KLAP: KYP lemma based low-rank approximation for $\mathcal{H}_2$-optimal passivation
Jonas Nicodemus, Matthias Voigt, Serkan Gugercin, Benjamin Unger
TL;DR
KLAP tackles the problem of making a non-passive, asymptotically stable LTI system passive while minimizing the $H_2$ distance to the original system. It leverages the Kalman–Yakubovich–Popov lemma in a low-rank parameterization derived from L and M matrices (with $D+D^\top=MM^\top$ and $C= B^\top \mathcal{L}^{-1}(-LL^\top) + ML^\top$) to explicitly describe all passive realizations. The $H_2$ optimization becomes an unconstrained problem in the decision variable $L$, with a computable gradient obtained via a Lyapunov-based auxiliary variable, ensuring differentiability and solvability; in the special case $M=0$ global optimality is guaranteed, while for $M\neq 0$ a practical criterion using extremal ARE solutions helps distinguish global from local minima. To cope with potential non-global minima, the authors introduce an initialization strategy based on ARE perturbations and a restart mechanism that robustly guides convergence to a near-global optimum. Numerical experiments on benchmarks up to size $n=800$ demonstrate substantial speedups over standard LMI-based passivation while achieving comparable or better $H_2$ accuracy.
Abstract
We present a novel passivity enforcement (passivation) method, called KLAP, for linear time-invariant systems based on the Kalman-Yakubovich-Popov (KYP) lemma and the closely related Lur'e equations. The passivation problem in our framework corresponds to finding a perturbation to a given non-passive system that renders the system passive while minimizing the $\mathcal{H}_2$ or frequency-weighted $\mathcal{H}_2$ distance between the original non-passive and the resulting passive system. We show that this problem can be formulated as an unconstrained optimization problem whose objective function can be differentiated efficiently even in large-scale settings. We show that any minimizer of the unconstrained problem yields the same passive system. Furthermore, we prove that, in the absence of a feedthrough term, every local minimizer is also a global minimizer.
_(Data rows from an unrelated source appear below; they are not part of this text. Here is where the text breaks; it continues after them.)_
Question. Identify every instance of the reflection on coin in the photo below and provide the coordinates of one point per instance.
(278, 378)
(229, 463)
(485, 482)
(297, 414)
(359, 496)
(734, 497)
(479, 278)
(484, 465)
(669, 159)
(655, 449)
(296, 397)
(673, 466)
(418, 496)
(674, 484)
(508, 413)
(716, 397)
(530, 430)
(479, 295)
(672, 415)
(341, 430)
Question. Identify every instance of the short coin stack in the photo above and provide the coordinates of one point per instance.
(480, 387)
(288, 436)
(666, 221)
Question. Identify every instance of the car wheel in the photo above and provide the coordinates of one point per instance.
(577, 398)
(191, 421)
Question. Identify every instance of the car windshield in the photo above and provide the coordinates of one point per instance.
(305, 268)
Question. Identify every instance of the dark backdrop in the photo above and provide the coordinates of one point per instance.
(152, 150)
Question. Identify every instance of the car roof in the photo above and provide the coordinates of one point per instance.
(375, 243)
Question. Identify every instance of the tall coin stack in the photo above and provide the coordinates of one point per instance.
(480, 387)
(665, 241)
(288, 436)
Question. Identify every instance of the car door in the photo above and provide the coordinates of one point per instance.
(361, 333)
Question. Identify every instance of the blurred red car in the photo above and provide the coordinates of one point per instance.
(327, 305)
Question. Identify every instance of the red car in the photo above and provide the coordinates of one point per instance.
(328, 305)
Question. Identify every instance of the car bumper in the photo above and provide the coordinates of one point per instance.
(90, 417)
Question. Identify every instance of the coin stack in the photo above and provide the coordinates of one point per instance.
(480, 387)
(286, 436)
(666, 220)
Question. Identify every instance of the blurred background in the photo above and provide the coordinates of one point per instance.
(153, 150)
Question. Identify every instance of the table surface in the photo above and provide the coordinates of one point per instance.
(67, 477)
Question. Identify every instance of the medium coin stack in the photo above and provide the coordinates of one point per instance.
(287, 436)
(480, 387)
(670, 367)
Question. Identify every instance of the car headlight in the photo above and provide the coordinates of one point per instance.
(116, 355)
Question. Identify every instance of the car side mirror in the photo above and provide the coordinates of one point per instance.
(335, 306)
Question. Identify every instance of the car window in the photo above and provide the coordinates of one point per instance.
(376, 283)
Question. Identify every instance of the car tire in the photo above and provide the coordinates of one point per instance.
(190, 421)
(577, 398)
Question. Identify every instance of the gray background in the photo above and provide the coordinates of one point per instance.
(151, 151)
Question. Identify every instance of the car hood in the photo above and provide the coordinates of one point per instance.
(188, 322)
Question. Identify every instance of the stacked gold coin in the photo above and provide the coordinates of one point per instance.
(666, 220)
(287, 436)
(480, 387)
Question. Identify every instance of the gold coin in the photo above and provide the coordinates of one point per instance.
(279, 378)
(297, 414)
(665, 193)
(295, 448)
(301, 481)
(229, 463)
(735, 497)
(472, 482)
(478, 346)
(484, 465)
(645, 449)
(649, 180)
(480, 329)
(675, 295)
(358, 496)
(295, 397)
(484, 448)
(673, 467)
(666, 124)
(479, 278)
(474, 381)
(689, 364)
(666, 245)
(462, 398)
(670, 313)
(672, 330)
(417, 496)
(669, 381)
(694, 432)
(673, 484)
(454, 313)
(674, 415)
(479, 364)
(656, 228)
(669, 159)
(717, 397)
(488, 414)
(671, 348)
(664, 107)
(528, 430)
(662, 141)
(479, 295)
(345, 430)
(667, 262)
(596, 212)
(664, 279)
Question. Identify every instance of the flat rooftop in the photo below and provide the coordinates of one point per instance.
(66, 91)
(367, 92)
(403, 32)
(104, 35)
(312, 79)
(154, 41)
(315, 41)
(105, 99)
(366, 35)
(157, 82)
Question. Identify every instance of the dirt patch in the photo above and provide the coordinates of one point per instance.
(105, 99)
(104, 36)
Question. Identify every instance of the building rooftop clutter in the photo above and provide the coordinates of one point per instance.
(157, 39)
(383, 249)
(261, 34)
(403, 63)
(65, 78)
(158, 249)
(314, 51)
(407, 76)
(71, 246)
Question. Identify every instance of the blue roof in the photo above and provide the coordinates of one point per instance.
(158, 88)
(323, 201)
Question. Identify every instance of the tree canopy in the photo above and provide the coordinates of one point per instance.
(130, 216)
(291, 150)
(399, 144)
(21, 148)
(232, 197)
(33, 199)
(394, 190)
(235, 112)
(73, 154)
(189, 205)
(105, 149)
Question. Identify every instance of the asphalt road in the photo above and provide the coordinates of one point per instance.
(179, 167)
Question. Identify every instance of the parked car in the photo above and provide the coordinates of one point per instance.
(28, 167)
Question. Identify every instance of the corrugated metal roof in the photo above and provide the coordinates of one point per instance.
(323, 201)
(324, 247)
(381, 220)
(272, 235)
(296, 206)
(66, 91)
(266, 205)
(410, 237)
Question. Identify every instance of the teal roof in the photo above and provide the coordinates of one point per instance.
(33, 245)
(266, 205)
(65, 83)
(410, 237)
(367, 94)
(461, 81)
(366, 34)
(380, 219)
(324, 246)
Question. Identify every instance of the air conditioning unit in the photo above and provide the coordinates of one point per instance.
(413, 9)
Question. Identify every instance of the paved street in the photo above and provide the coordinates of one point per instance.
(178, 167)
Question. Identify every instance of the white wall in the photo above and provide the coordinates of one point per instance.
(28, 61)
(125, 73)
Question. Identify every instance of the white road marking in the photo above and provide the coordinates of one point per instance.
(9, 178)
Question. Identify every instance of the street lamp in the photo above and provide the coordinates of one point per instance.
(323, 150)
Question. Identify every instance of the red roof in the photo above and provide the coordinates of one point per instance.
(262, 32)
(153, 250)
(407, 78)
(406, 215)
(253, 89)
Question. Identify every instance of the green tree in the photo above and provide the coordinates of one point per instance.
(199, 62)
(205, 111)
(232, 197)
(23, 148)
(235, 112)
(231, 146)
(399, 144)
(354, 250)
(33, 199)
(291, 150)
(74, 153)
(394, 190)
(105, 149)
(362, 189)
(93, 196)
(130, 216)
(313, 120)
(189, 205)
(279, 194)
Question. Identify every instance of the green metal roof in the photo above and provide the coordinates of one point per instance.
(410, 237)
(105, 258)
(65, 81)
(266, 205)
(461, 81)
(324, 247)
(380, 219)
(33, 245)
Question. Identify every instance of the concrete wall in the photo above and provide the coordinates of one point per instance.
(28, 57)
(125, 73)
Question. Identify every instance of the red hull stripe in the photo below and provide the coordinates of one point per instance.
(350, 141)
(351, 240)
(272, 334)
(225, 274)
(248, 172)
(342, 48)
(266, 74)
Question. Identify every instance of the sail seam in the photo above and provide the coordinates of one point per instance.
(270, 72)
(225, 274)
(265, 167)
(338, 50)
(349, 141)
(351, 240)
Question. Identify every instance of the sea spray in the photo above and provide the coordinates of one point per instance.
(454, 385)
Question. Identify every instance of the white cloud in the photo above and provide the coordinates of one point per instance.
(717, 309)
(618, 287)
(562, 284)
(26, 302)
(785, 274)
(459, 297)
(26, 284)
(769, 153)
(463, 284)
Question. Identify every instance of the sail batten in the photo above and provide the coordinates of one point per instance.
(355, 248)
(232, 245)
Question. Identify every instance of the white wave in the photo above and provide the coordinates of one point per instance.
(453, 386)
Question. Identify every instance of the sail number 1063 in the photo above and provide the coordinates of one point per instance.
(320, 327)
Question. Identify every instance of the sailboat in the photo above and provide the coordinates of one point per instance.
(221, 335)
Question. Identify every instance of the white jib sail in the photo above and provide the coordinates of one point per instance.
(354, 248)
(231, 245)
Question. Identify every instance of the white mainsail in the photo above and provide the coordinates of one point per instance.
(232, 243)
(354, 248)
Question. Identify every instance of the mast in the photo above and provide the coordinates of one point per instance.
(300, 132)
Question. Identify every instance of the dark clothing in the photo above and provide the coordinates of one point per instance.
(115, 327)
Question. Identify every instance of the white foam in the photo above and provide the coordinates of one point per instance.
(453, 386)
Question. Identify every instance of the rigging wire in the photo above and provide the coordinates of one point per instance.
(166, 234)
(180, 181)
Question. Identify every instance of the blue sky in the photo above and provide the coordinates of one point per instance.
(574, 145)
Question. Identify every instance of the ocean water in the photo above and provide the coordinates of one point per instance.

For cases involving a non-trivial feedthrough term, we analyze global minimizers in relation to the extremal solutions of the Lur'e equations, which can serve as tools for identifying local minima. To solve the resulting numerical optimization problem efficiently, we propose an initialization strategy based on modifying the feedthrough term and a restart strategy when it is likely that the optimization has converged to a non-global local minimum. Numerical examples illustrate the effectiveness of the proposed method.